The answer is a resounding “yes” from Homaro Cantu, the acclaimed chef known for his futuristic gastronomy and flavor-changing dining experiences at Chicago restaurants Moto and iNG.

Cantu discovered wild berries six years ago while working with a cancer patient who’d lost her sense of taste as a result of chemotherapy, and set out to explore the plant and put it to the test in his kitchen.

Nicknamed “the miracle berry,” the organic, non-genetically modified plant contains a protein called miraculin, which latches on to the sour receptors on taste buds, temporarily inhibiting the taste of sour flavors, and changing the flavors in spicy, salty and bitter foods.  A glass of water with lemon tastes like lemonade after taking the miracle berry pill.

“It tricks your tongue into thinking something that’s sour, is sweet,” Cantu tells ABC’s Good Morning America.

But flavor-tripping cuisine is not the only potential Cantu sees in the berries.  In his new cookbook, The Miracle Berry Diet Cookbook, Cantu explains that the berries can help in eliminating sugar and sweeteners from a diet altogether.  He has developed hundreds of recipes that cut back on sugar and use the berries instead to add flavor.

The recipes in this book don’t have the miracle berry as an ingredient but are designed to interact with a miracle berry tablet.  Before eating, place a tablet on your tongue and let it dissolve completely.  It takes approximately three minutes for the pill to kick in and change sour to sweet.

Lemons taste like sweet, sweet lemonade.  Lime tastes like an orange, and the flavors of tomatoes, strawberries and more, pop, he says.  Spices are toned down and things like hot sauce or hot pepper take on a sweet dimension, he says.

On Good Morning America, Cantu demonstrated how nonfat, plain Greek yogurt could taste like cheesecake by adding lime juice and taking a miracle berry pill.  The effects of the tablets last 30 to 40 minutes.
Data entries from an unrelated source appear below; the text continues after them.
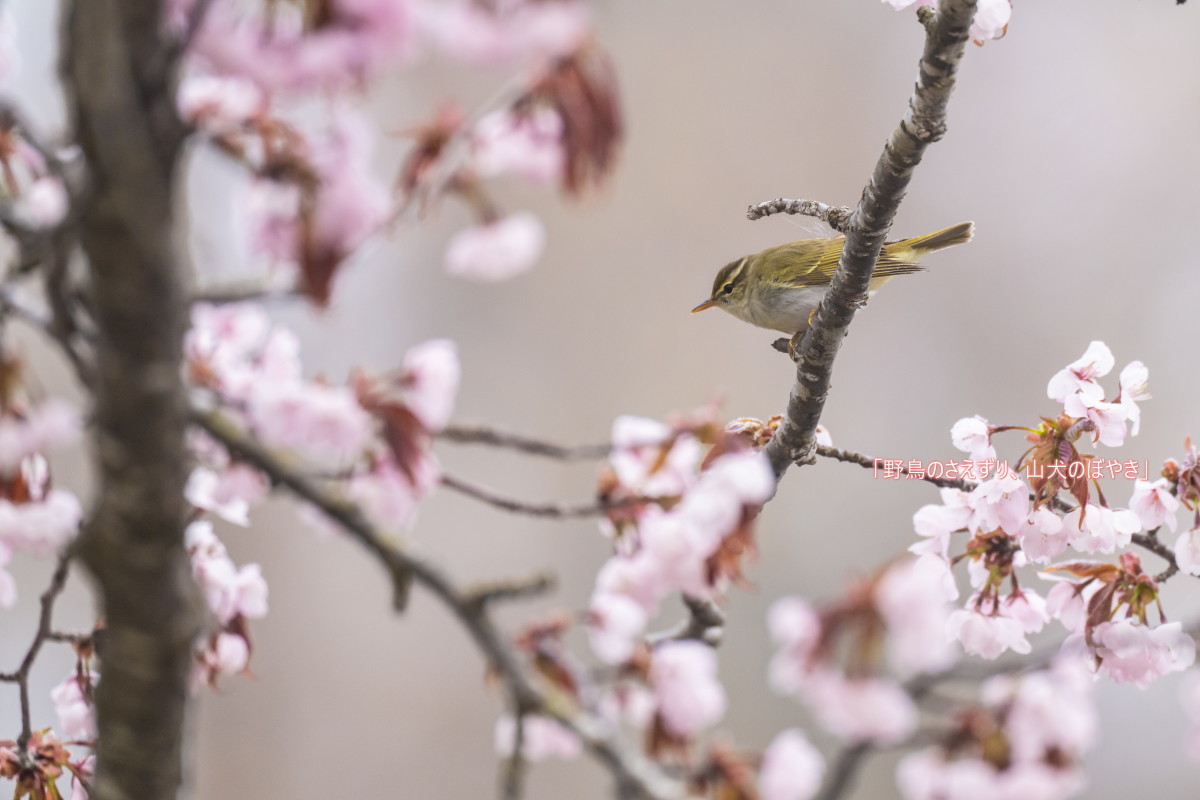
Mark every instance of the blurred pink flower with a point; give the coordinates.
(528, 143)
(689, 696)
(865, 709)
(1187, 551)
(77, 717)
(972, 434)
(1139, 654)
(219, 102)
(615, 621)
(987, 636)
(509, 30)
(324, 425)
(496, 251)
(431, 374)
(791, 768)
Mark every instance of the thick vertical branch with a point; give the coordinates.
(923, 125)
(118, 73)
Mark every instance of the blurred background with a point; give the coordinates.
(1072, 144)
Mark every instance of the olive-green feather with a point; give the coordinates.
(816, 260)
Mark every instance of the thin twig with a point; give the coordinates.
(544, 510)
(58, 582)
(867, 232)
(505, 590)
(637, 776)
(705, 623)
(515, 765)
(1150, 541)
(870, 462)
(835, 216)
(483, 435)
(841, 774)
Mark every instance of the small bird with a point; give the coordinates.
(781, 287)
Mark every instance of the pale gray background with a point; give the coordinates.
(1073, 144)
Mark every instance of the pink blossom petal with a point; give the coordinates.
(497, 251)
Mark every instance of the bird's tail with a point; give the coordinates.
(918, 246)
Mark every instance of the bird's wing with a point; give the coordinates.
(815, 265)
(813, 262)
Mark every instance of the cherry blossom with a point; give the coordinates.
(613, 624)
(390, 495)
(507, 31)
(231, 590)
(1133, 388)
(41, 525)
(1078, 379)
(936, 522)
(1101, 530)
(1187, 551)
(77, 716)
(791, 768)
(220, 102)
(912, 600)
(47, 426)
(991, 16)
(43, 203)
(1133, 653)
(7, 583)
(796, 626)
(1049, 710)
(353, 41)
(1043, 536)
(202, 491)
(863, 709)
(640, 464)
(972, 434)
(683, 678)
(431, 374)
(1000, 503)
(324, 425)
(988, 635)
(498, 250)
(1155, 504)
(1067, 602)
(527, 143)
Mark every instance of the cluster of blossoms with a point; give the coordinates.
(46, 762)
(373, 433)
(234, 595)
(990, 20)
(903, 612)
(1024, 740)
(27, 178)
(35, 516)
(315, 196)
(679, 523)
(1012, 522)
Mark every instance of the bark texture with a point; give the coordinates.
(867, 229)
(118, 70)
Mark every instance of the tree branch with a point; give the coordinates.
(635, 776)
(481, 435)
(835, 216)
(120, 91)
(865, 232)
(41, 636)
(545, 510)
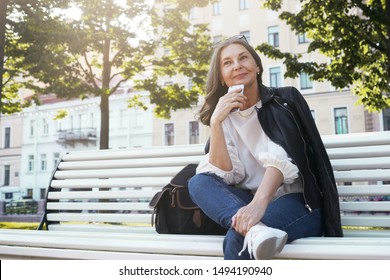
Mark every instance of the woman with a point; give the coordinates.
(266, 177)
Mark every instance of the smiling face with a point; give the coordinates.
(238, 66)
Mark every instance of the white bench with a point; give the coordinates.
(97, 206)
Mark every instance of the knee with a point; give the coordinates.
(197, 184)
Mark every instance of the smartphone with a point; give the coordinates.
(231, 88)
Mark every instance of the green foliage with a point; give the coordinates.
(187, 53)
(353, 34)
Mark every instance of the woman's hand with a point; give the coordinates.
(246, 217)
(226, 104)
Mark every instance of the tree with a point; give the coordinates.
(94, 55)
(187, 52)
(354, 34)
(82, 57)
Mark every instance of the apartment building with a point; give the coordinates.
(10, 154)
(33, 141)
(335, 111)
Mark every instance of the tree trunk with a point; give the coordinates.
(104, 121)
(3, 15)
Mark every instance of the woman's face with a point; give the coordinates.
(238, 66)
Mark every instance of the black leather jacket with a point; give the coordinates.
(286, 118)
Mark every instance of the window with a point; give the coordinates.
(244, 4)
(32, 127)
(29, 193)
(302, 38)
(7, 138)
(194, 132)
(45, 127)
(7, 175)
(191, 15)
(306, 82)
(31, 163)
(92, 120)
(42, 193)
(169, 135)
(217, 8)
(247, 35)
(341, 120)
(43, 162)
(273, 36)
(386, 119)
(275, 77)
(56, 159)
(9, 195)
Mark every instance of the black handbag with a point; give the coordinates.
(175, 212)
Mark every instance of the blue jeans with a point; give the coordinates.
(221, 202)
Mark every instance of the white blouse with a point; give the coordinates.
(251, 152)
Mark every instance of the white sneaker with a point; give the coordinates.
(264, 242)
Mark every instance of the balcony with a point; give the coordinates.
(71, 137)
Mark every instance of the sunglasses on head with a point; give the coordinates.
(233, 38)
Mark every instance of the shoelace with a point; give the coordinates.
(248, 242)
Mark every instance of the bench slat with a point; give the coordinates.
(366, 221)
(112, 182)
(362, 175)
(142, 193)
(115, 206)
(357, 139)
(365, 206)
(366, 190)
(99, 217)
(129, 163)
(151, 152)
(118, 173)
(359, 152)
(361, 163)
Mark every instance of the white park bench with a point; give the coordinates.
(97, 206)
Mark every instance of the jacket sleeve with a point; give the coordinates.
(327, 183)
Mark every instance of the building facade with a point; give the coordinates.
(335, 111)
(34, 141)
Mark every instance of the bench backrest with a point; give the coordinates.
(114, 186)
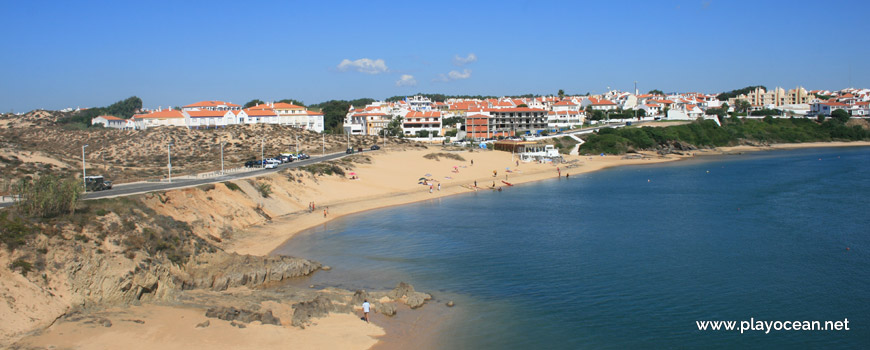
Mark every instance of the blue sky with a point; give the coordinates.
(60, 54)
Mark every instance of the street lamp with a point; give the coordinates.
(222, 156)
(169, 157)
(84, 175)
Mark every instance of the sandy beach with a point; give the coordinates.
(389, 178)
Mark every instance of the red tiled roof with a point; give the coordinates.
(516, 109)
(201, 114)
(167, 114)
(433, 114)
(260, 112)
(212, 104)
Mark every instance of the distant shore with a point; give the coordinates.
(381, 187)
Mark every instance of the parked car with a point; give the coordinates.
(97, 183)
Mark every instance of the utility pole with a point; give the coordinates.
(222, 157)
(169, 157)
(84, 175)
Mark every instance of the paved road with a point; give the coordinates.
(145, 187)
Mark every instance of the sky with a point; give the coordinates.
(58, 54)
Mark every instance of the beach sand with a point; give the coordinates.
(164, 327)
(391, 179)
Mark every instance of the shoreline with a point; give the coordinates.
(260, 241)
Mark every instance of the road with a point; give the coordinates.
(145, 187)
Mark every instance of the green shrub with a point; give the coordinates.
(265, 189)
(13, 231)
(437, 156)
(24, 265)
(232, 186)
(48, 196)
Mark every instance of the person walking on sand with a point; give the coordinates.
(366, 308)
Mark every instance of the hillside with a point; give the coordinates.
(34, 143)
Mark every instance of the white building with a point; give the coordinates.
(419, 121)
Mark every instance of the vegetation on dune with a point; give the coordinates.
(437, 156)
(122, 109)
(334, 112)
(708, 134)
(48, 196)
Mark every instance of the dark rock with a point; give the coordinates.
(304, 311)
(244, 316)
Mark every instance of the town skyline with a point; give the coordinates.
(92, 55)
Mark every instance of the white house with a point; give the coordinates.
(598, 104)
(169, 117)
(826, 108)
(110, 121)
(418, 121)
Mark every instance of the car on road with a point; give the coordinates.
(97, 183)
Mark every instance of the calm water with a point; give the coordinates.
(609, 260)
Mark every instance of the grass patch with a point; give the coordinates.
(232, 186)
(265, 189)
(327, 168)
(24, 265)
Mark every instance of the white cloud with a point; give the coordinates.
(364, 65)
(406, 80)
(459, 61)
(454, 75)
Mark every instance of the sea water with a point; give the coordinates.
(630, 257)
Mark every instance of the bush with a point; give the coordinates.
(48, 196)
(437, 156)
(232, 186)
(265, 189)
(23, 264)
(13, 231)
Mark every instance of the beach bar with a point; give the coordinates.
(528, 151)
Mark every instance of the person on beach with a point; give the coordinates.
(366, 308)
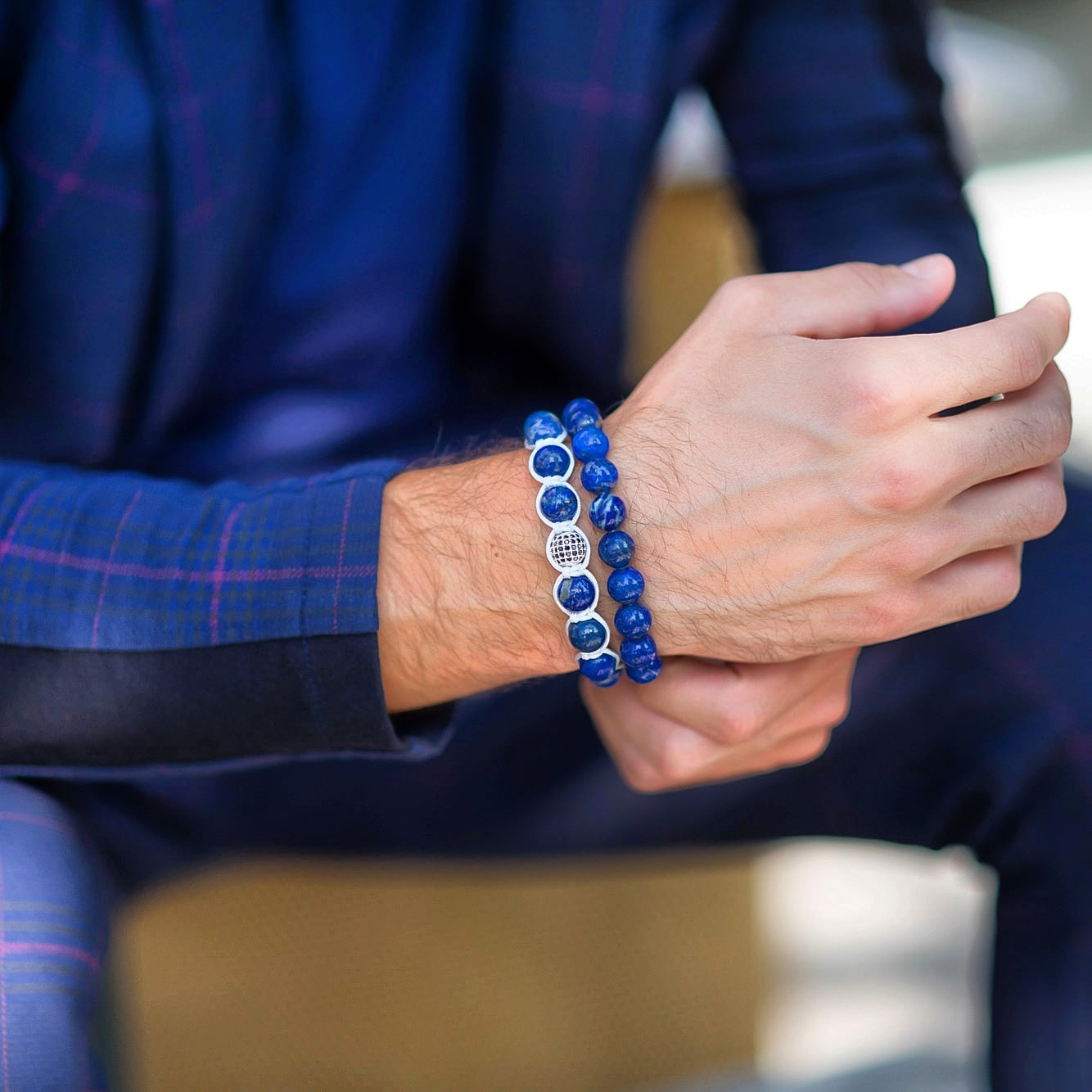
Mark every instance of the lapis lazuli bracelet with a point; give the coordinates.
(607, 511)
(575, 590)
The berries are available in a pill, powder or plant form.  Cantu recommends using the tablets because they have a longer shelf-life than buying the whole berries, which last only a day in the fridge, and are more economical, he writes in the cookbook.  The brand, mberry, sells 10 tablets for $15 on its website.  The tablets must be stored in a cool, dry place, according to Cantu.

Cantu believes miracle berries will revolutionize eating habits, and by cutting back on the amount of refined sugar in American diets, they might help curb the rate of diabetes.